Notwendig dafür sind eine Grundmotivation und die drei natürlichen Prinzipien des Lernens, die in Zukunft noch bedeutender sein werden: Trial and Error, also ausprobieren und Fehler machen; gemeinsam voneinander lernen; und Sinn – denn nur, wenn ich verstehe, warum ich etwas lernen soll, bin ich bereit, diese Anstrengung auf mich zu nehmen.

Welche drei Dinge würden sie Ihrem Kind auf dem Weg in eine technologisch bestimmte Zukunft mitgeben?

Ich habe diese Frage einmal dem Glücksforscher Mihály Csíkszentmihályi gestellt. Der Erfinder des Flow-Konzepts hat darauf geantwortet: Das Beherrschen der Kulturtechniken des Lesens, Schreibens, Rechnens und Allgemeinwissens werden immer wichtig bleiben. Doch was Kinder ebenso brauchen: Erstens müssen sie lernen, Verantwortung für ihr Handeln zu übernehmen – im Umgang mit den Eltern, ihren Lehrenden und Klassenkameraden.
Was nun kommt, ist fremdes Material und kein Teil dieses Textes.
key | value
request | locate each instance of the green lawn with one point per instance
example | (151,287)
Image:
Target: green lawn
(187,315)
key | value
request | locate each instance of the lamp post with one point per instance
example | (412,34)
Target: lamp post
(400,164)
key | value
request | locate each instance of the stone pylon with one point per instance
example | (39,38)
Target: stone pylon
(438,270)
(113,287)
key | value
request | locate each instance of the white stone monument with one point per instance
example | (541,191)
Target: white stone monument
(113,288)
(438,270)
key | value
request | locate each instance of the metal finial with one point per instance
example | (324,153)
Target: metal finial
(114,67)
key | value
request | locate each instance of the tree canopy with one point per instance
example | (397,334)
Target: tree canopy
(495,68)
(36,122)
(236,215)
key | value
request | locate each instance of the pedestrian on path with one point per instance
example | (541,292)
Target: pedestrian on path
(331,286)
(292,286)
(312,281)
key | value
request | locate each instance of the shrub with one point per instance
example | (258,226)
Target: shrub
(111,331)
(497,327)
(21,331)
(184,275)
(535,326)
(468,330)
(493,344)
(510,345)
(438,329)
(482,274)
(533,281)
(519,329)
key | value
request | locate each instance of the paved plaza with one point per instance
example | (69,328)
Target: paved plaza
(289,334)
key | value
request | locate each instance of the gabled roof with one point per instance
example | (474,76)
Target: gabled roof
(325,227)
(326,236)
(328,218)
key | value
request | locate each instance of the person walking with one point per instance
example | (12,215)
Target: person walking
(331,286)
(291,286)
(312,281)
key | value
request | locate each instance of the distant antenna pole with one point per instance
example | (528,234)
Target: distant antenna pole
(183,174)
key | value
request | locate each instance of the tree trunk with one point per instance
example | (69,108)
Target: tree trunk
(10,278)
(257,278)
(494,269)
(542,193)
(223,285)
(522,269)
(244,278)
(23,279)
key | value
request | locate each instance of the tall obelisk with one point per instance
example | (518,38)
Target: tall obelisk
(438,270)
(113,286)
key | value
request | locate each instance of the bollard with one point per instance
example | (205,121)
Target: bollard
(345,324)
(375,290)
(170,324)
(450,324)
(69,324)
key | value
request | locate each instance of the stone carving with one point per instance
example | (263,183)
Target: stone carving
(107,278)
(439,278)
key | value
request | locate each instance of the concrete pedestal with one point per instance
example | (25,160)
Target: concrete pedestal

Zweitens benötigen sie soziale Fähigkeiten: Sie sollten ihre Gefühle regulieren lernen, um nicht sofort auszurasten. Sie sollen Mitgefühl für andere entwickeln, um die Situation des anderen verstehen zu können. Und sie sollen Resilienz aufbauen, um Niederlagen und Enttäuschungen verarbeiten zu können.

Drittens: Junge Menschen müssen wissen, dass wir nicht alleine auf der Welt sind. Bei bald 9 Milliarden Menschen können wir nur gemeinsam überleben. Zusammengefasst: Sie übernehmen Verantwortung für sich, ihr soziales Umfeld und letztendlich für die Welt.